E il Pd? Cosa dicono i dem? Partendo dal vertice, con Elly Schlein il rapporto è più che disteso. I due si sentono regolarmente e la sintonia, sul percorso, è solidissima. Sembra incredibile per chi ricorda di una giovanissima Elly, europarlamentare dem, che uscì dal Pd nel 2015 proprio in dissenso con la linea dell’allora segretario Renzi. E invece, per uno scherzo del destino, è stata proprio lei il principale artefice di questo riavvicinamento. È stata lei, infatti, a sostenere, subito dopo le elezioni europee, che era “finito” “il tempo dei veti” e che era arrivato «il momento di mettere insieme le nostre differenze attorno a un’alternativa credibile e solida». Tradotto: Elly, che è molto meno naif di quanto qualcuno pensi, ha capito che con il 24% preso dal Pd alle Europee, mettendo insieme tutti i partiti del campo largo, manca poco per arrivare a competere con il centrodestra. Ma quel poco non può che venire dal centro, visto che a sinistra tutto lo spazio è preso. E tutto serve. Come si dice in Emilia a proposito della creatura da cui si fanno prosciutti e mortadelle, non si butta via niente. E Renzi, imbattibile in velocità, si è tuffato nel pragmatismo della sua (ex) “nemica amatissima”.

 

 

 

LEADERSHIP

C’è poi un’altra ragione che cementa il rapporto tra i due opposti, Elly e Matteo: la candidatura a premier del centrosinistra di Schlein. Renzi in ogni sua uscita non ha fatto che ribadire che, se si votasse domani, il candidato premier dovrebbe essere la leader del partito con più voti. Cioè Schlein. E così, altro paradosso, Renzi è diventato il miglior alleato di Schlein per Palazzo Chigi. Una guardia del corpo che la difende anche dal fuoco amico del Pd (come Renzi ha apertamente detto a Pesaro: lui ne sa qualcosa). Renzi serve a Schlein e viceversa.

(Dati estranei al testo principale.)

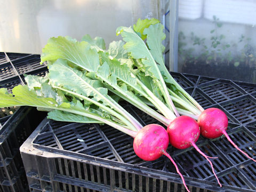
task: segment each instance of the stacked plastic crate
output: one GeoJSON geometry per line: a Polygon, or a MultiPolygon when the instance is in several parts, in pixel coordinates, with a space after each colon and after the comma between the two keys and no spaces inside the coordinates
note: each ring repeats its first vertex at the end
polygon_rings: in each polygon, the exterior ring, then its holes
{"type": "MultiPolygon", "coordinates": [[[[172,73],[204,107],[221,109],[228,133],[242,150],[256,156],[255,84],[172,73]]],[[[146,125],[155,119],[128,104],[146,125]]],[[[134,153],[133,139],[107,125],[44,119],[20,148],[30,191],[183,191],[175,167],[165,157],[146,162],[134,153]]],[[[197,142],[212,159],[219,187],[208,162],[194,148],[167,149],[191,191],[255,191],[256,163],[225,138],[197,142]]],[[[254,157],[255,158],[255,157],[254,157]]]]}
{"type": "MultiPolygon", "coordinates": [[[[0,87],[10,91],[24,83],[24,74],[43,76],[47,68],[39,55],[0,53],[0,87]]],[[[0,111],[0,191],[28,190],[19,147],[45,117],[31,107],[10,107],[0,111]]]]}

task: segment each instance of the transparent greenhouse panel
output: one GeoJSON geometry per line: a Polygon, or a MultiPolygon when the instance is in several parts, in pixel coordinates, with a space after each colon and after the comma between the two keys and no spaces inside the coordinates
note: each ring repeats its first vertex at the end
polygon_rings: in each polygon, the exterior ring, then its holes
{"type": "Polygon", "coordinates": [[[179,0],[178,71],[256,83],[256,1],[179,0]]]}
{"type": "Polygon", "coordinates": [[[117,27],[139,18],[162,21],[165,1],[0,1],[0,52],[38,54],[47,39],[59,35],[79,40],[100,36],[106,44],[120,38],[117,27]]]}

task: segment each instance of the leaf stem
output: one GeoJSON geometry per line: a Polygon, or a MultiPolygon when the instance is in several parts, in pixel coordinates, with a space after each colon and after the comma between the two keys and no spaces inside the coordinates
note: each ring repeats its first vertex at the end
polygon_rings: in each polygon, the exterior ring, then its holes
{"type": "MultiPolygon", "coordinates": [[[[125,123],[126,125],[127,125],[128,127],[130,127],[130,129],[131,130],[132,130],[133,131],[138,131],[137,127],[136,127],[132,123],[131,123],[130,122],[130,121],[127,121],[126,118],[124,118],[123,116],[122,116],[122,115],[121,115],[119,113],[116,113],[115,110],[109,108],[109,107],[107,107],[105,106],[105,105],[99,103],[99,102],[97,102],[95,100],[93,100],[93,99],[90,99],[89,98],[87,98],[87,97],[85,97],[85,96],[82,95],[80,94],[77,93],[76,92],[69,91],[68,90],[67,90],[67,89],[63,89],[63,88],[61,88],[61,87],[58,87],[58,86],[54,86],[53,85],[52,85],[52,86],[53,88],[58,89],[59,89],[61,91],[65,91],[67,93],[69,93],[71,94],[74,95],[75,95],[75,96],[76,96],[76,97],[78,97],[81,99],[82,99],[83,100],[85,100],[86,101],[91,102],[95,104],[95,105],[97,105],[98,107],[101,108],[103,110],[105,110],[106,111],[109,112],[113,115],[115,116],[117,118],[121,120],[124,123],[125,123]]],[[[141,126],[142,126],[142,125],[141,125],[141,126]]]]}

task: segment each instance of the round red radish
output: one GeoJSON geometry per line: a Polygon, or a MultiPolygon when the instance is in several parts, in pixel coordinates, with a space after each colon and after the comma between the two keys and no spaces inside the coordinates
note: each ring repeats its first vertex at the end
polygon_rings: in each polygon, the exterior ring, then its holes
{"type": "Polygon", "coordinates": [[[168,134],[160,125],[149,124],[141,129],[133,141],[135,154],[145,161],[154,161],[163,155],[169,144],[168,134]]]}
{"type": "Polygon", "coordinates": [[[221,187],[219,178],[215,173],[212,163],[209,159],[210,157],[204,154],[195,143],[200,135],[200,129],[196,121],[187,116],[179,116],[169,124],[167,132],[169,135],[170,142],[173,147],[183,149],[192,146],[203,155],[210,164],[212,172],[221,187]]]}
{"type": "Polygon", "coordinates": [[[190,142],[196,142],[200,135],[196,121],[191,117],[181,116],[168,126],[167,132],[170,143],[174,147],[183,149],[191,147],[190,142]]]}
{"type": "Polygon", "coordinates": [[[224,134],[233,146],[249,159],[256,162],[243,151],[232,141],[226,130],[228,128],[228,119],[225,113],[220,109],[210,108],[203,111],[198,117],[197,123],[200,126],[203,136],[214,139],[224,134]]]}
{"type": "Polygon", "coordinates": [[[209,139],[218,138],[228,128],[227,115],[221,110],[210,108],[204,110],[197,119],[203,136],[209,139]]]}
{"type": "Polygon", "coordinates": [[[139,157],[145,161],[154,161],[163,155],[165,155],[176,168],[186,189],[190,192],[177,165],[166,151],[169,144],[169,138],[165,129],[160,125],[152,124],[139,131],[133,140],[133,150],[139,157]]]}

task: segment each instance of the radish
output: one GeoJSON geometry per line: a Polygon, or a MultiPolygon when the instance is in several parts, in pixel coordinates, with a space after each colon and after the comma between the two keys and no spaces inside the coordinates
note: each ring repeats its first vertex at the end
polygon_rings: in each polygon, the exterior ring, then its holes
{"type": "Polygon", "coordinates": [[[169,141],[168,133],[164,127],[158,124],[149,124],[138,132],[133,140],[133,150],[140,158],[145,161],[156,160],[162,155],[165,155],[174,165],[186,189],[189,191],[177,165],[166,153],[169,141]]]}
{"type": "Polygon", "coordinates": [[[221,184],[215,173],[212,163],[209,159],[209,157],[201,151],[195,143],[200,135],[200,129],[196,121],[191,117],[180,116],[169,124],[167,128],[167,132],[169,136],[169,141],[173,147],[183,149],[192,146],[203,155],[210,163],[212,172],[219,185],[221,187],[221,184]]]}
{"type": "Polygon", "coordinates": [[[228,117],[221,110],[216,108],[205,109],[199,116],[197,123],[200,126],[203,136],[206,138],[214,139],[223,134],[236,149],[250,159],[256,162],[240,149],[228,136],[226,132],[228,124],[228,117]]]}

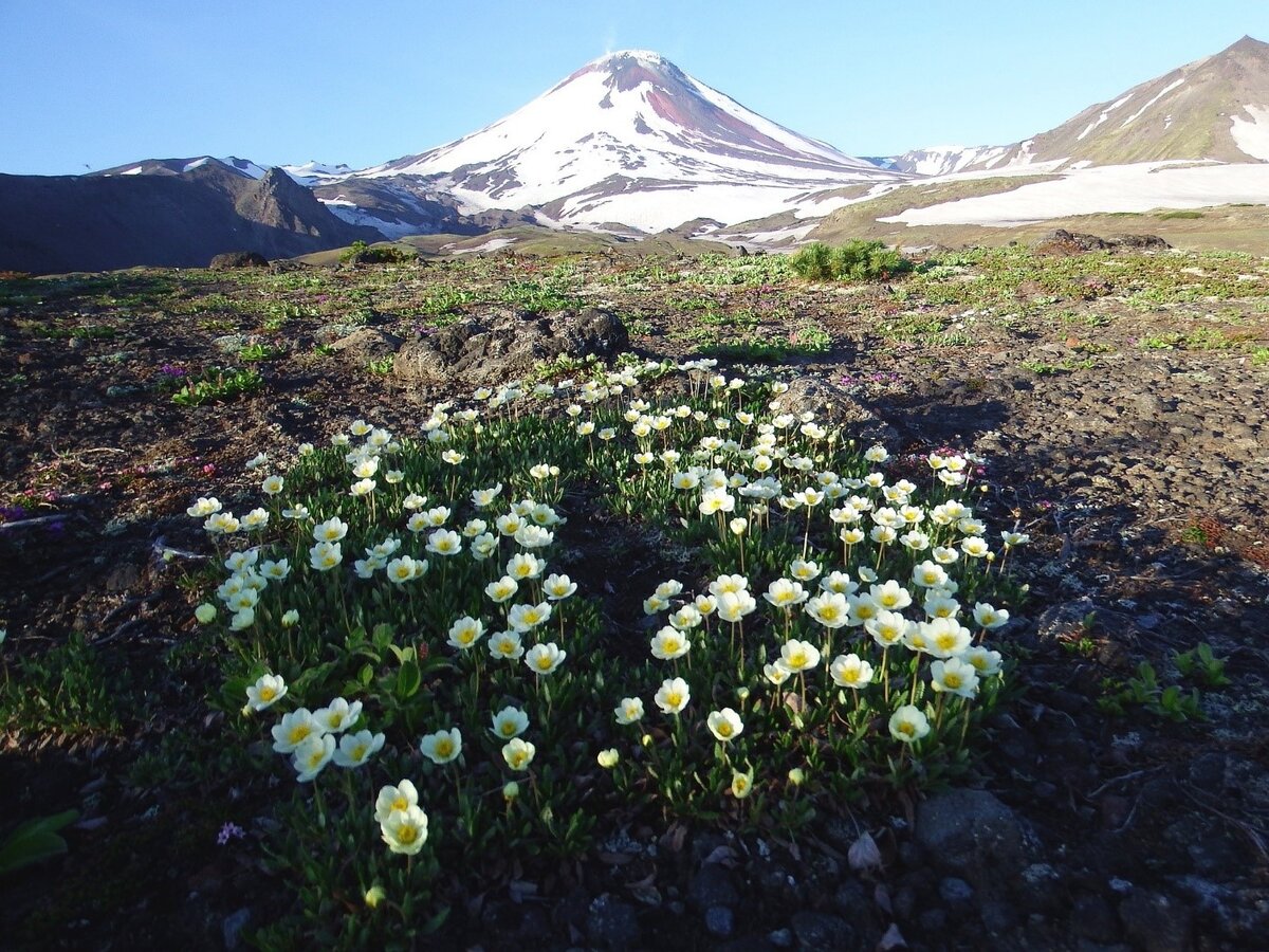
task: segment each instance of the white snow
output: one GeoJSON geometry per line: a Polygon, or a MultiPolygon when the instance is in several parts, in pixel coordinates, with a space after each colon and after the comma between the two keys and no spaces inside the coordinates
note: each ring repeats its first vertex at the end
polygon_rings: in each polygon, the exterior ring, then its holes
{"type": "Polygon", "coordinates": [[[445,245],[442,251],[449,251],[452,255],[473,255],[480,251],[496,251],[500,248],[506,248],[508,245],[514,245],[515,239],[490,239],[483,245],[476,245],[475,248],[454,248],[453,245],[445,245]]]}
{"type": "Polygon", "coordinates": [[[1115,99],[1113,103],[1110,103],[1110,105],[1108,105],[1105,109],[1101,110],[1101,114],[1098,118],[1095,118],[1093,122],[1089,123],[1088,128],[1085,128],[1084,132],[1081,132],[1079,136],[1075,137],[1075,141],[1076,142],[1082,142],[1085,136],[1088,136],[1090,132],[1093,132],[1093,129],[1095,129],[1103,122],[1105,122],[1107,119],[1109,119],[1110,118],[1110,113],[1113,113],[1121,105],[1123,105],[1124,103],[1127,103],[1129,99],[1132,99],[1132,93],[1129,93],[1128,95],[1126,95],[1126,96],[1123,96],[1121,99],[1115,99]]]}
{"type": "MultiPolygon", "coordinates": [[[[670,69],[655,53],[631,55],[654,71],[670,69]]],[[[774,146],[684,127],[654,108],[650,83],[609,85],[612,74],[598,67],[619,56],[626,53],[602,57],[478,132],[360,174],[440,175],[438,185],[472,208],[560,201],[558,218],[569,225],[621,221],[651,231],[694,217],[761,217],[812,189],[904,178],[803,138],[690,77],[678,86],[671,76],[665,89],[673,91],[660,94],[669,109],[693,105],[675,95],[693,96],[697,110],[713,107],[728,117],[723,122],[744,123],[750,138],[774,146]]]]}
{"type": "Polygon", "coordinates": [[[1245,105],[1242,110],[1251,118],[1230,117],[1230,135],[1233,136],[1233,145],[1253,159],[1269,161],[1269,107],[1245,105]]]}
{"type": "Polygon", "coordinates": [[[1136,162],[1075,169],[1053,182],[929,208],[909,208],[881,221],[1010,227],[1071,215],[1202,208],[1239,202],[1269,203],[1269,165],[1136,162]]]}
{"type": "Polygon", "coordinates": [[[1137,119],[1143,112],[1146,112],[1146,109],[1148,109],[1150,107],[1152,107],[1155,103],[1157,103],[1165,95],[1167,95],[1169,93],[1171,93],[1174,89],[1176,89],[1176,86],[1179,86],[1184,81],[1185,81],[1185,77],[1181,76],[1179,80],[1173,80],[1171,83],[1169,83],[1161,90],[1159,90],[1157,93],[1155,93],[1154,98],[1148,103],[1146,103],[1137,112],[1134,112],[1132,116],[1129,116],[1127,119],[1124,119],[1123,124],[1119,128],[1122,128],[1122,129],[1128,128],[1128,126],[1131,126],[1134,119],[1137,119]]]}

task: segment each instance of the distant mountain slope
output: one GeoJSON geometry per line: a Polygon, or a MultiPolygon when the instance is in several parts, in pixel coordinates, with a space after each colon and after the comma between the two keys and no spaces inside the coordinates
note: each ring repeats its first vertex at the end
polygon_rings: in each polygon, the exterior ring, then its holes
{"type": "Polygon", "coordinates": [[[914,150],[884,161],[898,171],[945,175],[1043,162],[1204,159],[1269,161],[1269,43],[1244,37],[1023,142],[914,150]]]}
{"type": "Polygon", "coordinates": [[[528,208],[552,222],[645,230],[739,221],[826,184],[901,178],[643,51],[600,57],[478,132],[358,178],[387,176],[449,192],[468,213],[528,208]]]}
{"type": "Polygon", "coordinates": [[[279,169],[154,160],[145,174],[0,175],[0,269],[203,267],[222,251],[289,258],[377,231],[331,215],[279,169]],[[188,168],[188,170],[187,170],[188,168]]]}

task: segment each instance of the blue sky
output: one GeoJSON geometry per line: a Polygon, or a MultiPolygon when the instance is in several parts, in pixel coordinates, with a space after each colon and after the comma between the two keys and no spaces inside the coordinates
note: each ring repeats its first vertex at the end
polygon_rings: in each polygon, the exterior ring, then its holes
{"type": "Polygon", "coordinates": [[[0,0],[0,171],[365,166],[621,48],[854,155],[1001,143],[1244,34],[1269,41],[1269,3],[0,0]]]}

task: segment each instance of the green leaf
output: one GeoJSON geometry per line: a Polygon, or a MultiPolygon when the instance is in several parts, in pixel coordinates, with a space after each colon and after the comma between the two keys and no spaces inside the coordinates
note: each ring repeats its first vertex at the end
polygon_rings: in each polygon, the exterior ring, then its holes
{"type": "Polygon", "coordinates": [[[79,810],[28,820],[0,843],[0,875],[22,869],[66,852],[66,840],[57,830],[79,819],[79,810]]]}
{"type": "Polygon", "coordinates": [[[402,664],[401,670],[397,671],[396,696],[402,701],[411,698],[419,693],[421,684],[423,673],[419,670],[419,665],[412,660],[402,664]]]}

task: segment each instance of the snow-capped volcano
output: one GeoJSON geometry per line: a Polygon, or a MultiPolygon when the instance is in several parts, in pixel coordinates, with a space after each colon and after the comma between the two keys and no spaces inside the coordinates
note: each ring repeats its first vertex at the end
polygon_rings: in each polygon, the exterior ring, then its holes
{"type": "Polygon", "coordinates": [[[812,190],[901,178],[646,51],[594,60],[478,132],[358,176],[426,176],[473,211],[532,206],[552,221],[650,230],[773,215],[812,190]]]}

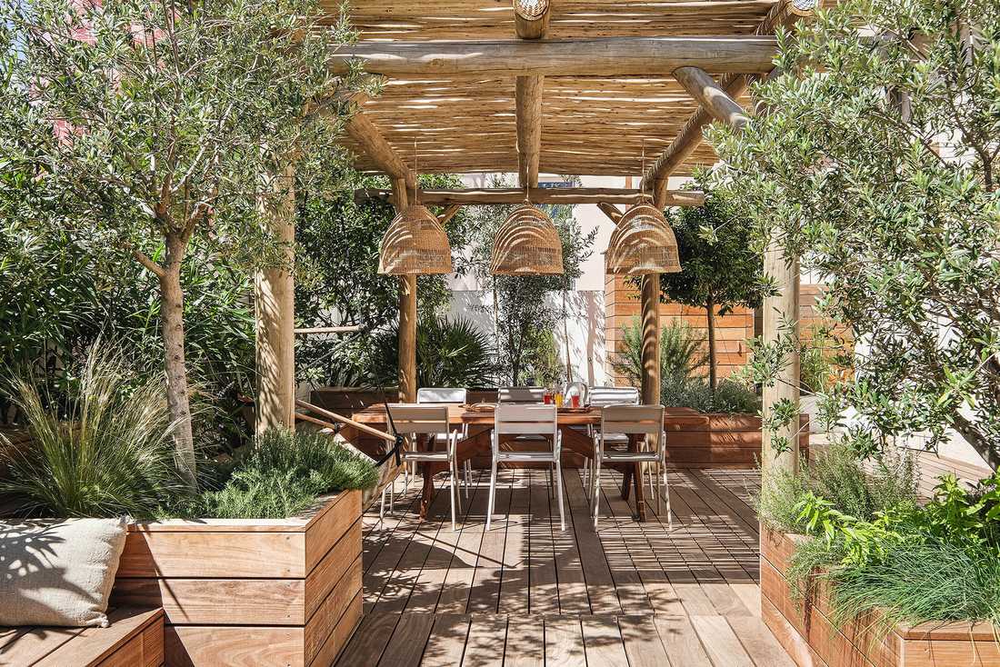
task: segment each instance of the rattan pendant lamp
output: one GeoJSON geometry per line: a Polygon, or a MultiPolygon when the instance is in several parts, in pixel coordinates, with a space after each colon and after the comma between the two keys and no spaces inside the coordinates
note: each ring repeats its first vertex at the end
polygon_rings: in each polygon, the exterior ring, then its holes
{"type": "Polygon", "coordinates": [[[563,272],[562,241],[552,220],[525,199],[497,231],[490,273],[536,276],[563,272]]]}
{"type": "Polygon", "coordinates": [[[379,273],[404,276],[452,272],[448,234],[437,216],[418,202],[393,218],[382,236],[378,256],[379,273]]]}
{"type": "MultiPolygon", "coordinates": [[[[643,173],[645,173],[645,145],[643,173]]],[[[612,275],[641,276],[649,273],[677,273],[681,260],[677,238],[652,199],[642,196],[615,225],[604,254],[604,272],[612,275]]]]}

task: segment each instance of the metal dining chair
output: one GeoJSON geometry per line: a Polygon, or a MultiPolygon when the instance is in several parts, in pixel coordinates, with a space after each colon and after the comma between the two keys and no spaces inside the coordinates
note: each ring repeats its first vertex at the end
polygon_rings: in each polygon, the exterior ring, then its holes
{"type": "Polygon", "coordinates": [[[559,525],[566,530],[566,517],[562,501],[562,434],[559,432],[556,406],[518,405],[500,403],[494,413],[492,461],[490,463],[490,501],[486,510],[486,530],[490,529],[497,488],[497,466],[500,463],[548,463],[555,467],[556,496],[559,498],[559,525]],[[504,451],[500,449],[501,435],[541,435],[549,440],[547,449],[504,451]]]}
{"type": "MultiPolygon", "coordinates": [[[[635,387],[591,387],[587,394],[588,405],[593,408],[603,408],[607,405],[639,405],[639,390],[635,387]]],[[[587,435],[593,438],[597,434],[597,429],[587,426],[587,435]]],[[[608,434],[607,442],[620,445],[628,444],[628,436],[618,433],[608,434]]],[[[590,496],[590,467],[591,460],[584,459],[583,468],[583,489],[587,496],[590,496]]]]}
{"type": "MultiPolygon", "coordinates": [[[[391,403],[386,406],[390,411],[392,419],[392,429],[395,434],[408,435],[416,442],[417,437],[424,435],[437,440],[444,435],[445,451],[435,451],[433,444],[428,447],[428,451],[417,449],[404,450],[400,453],[400,459],[407,463],[447,463],[449,493],[451,495],[451,529],[455,530],[455,506],[459,511],[462,509],[462,500],[458,493],[458,467],[455,464],[455,445],[458,443],[458,431],[453,430],[448,420],[448,408],[446,406],[416,405],[413,403],[391,403]]],[[[434,480],[424,480],[425,484],[433,484],[434,480]]],[[[379,508],[379,518],[385,514],[385,493],[388,486],[382,489],[382,505],[379,508]]],[[[392,511],[390,506],[389,511],[392,511]]]]}
{"type": "Polygon", "coordinates": [[[497,390],[499,403],[542,403],[545,401],[545,387],[500,387],[497,390]]]}
{"type": "MultiPolygon", "coordinates": [[[[597,530],[597,518],[601,509],[601,466],[605,463],[648,463],[656,464],[656,513],[660,513],[660,479],[661,472],[666,467],[666,438],[663,437],[663,406],[662,405],[609,405],[601,408],[601,431],[594,438],[594,474],[591,477],[590,494],[594,505],[594,530],[597,530]],[[610,434],[644,435],[647,447],[639,451],[622,451],[607,448],[607,437],[610,434]],[[655,444],[649,446],[649,436],[655,444]]],[[[663,476],[667,500],[667,522],[673,529],[673,517],[670,513],[670,487],[663,476]]],[[[639,480],[642,483],[643,480],[639,480]]]]}
{"type": "MultiPolygon", "coordinates": [[[[463,387],[421,387],[417,389],[419,405],[465,405],[468,402],[469,391],[463,387]]],[[[462,424],[458,428],[463,438],[469,436],[469,425],[462,424]]],[[[439,434],[444,435],[444,434],[439,434]]],[[[462,464],[462,486],[465,487],[465,497],[469,497],[469,485],[472,483],[472,461],[466,459],[462,464]]]]}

La vera resistenza è altrove. I mal di pancia sono nello zoccolo più militante degli iscritti (vedi la Festa dell’Unità Reggio Emilia), nella base storica, guardiana dell’eredità Pci-Pds-Ds. Lì non gli si è perdonata la scissione (no salus extra ecclesiam) e gli ammiccamenti alla destra. Non si fidano di uno che ha cambiato tante volte strada. Quanto ai gruppi dirigenti del Pd, in linea di massima il via libera c’è. Si è capito il ragionamento che ha mosso Schlein: se si vuole essere alternativi conviene allargare il più possibile l’alleanza. Certo, con gradazioni diverse. A sinistra, dalle parti di Andrea Orlando e Peppe Provenzano, c’è più resistenza: il timore è che l’alleanza con Renzi finisca per annacquare la radicalità di linea, ritrovata con Schlein. E si teme il tatticismo di Renzi, la disinvoltura con cui si è dimostrato di muoversi.

 

 

 

Spinge, invece, l’area che si è costituita attorno a Goffredo Bettini (di cui fanno parte Matteo Ricci e Roberto Gualtieri), principale teorico della necessità che il Pd si allei da una parte con il M5S, dall’altra con un centro moderato. Ma con un Renzi dietro le quinte. Per Bettini sarebbe meglio una Margherita 2.0 con altri volti, per non mettere in difficoltà Giuseppe Conte (che per Bettini resta interlocutorio necessario). Base riformista teoricamente è a favore. Anche se in molti, pur non dichiarandolo, temono che la presenza di Renzi renda marginale la presenza di un’area riformista nel Pd. Matteo Orfini e i suoi sono tra i favorevoli e addirittura non sarebbero contrari a un ritorno del Rottamatore nel Pd. In tutto questo, Renzi procede, giocando di velocità. Alla Festa dell’Unità di Pesaro si è ingraziato una platea alla fine entusiasta. E giovedì 5 a Roma farà un evento pubblico per spiegare le ragioni della sua scelta di ritorno nel centrosinistra.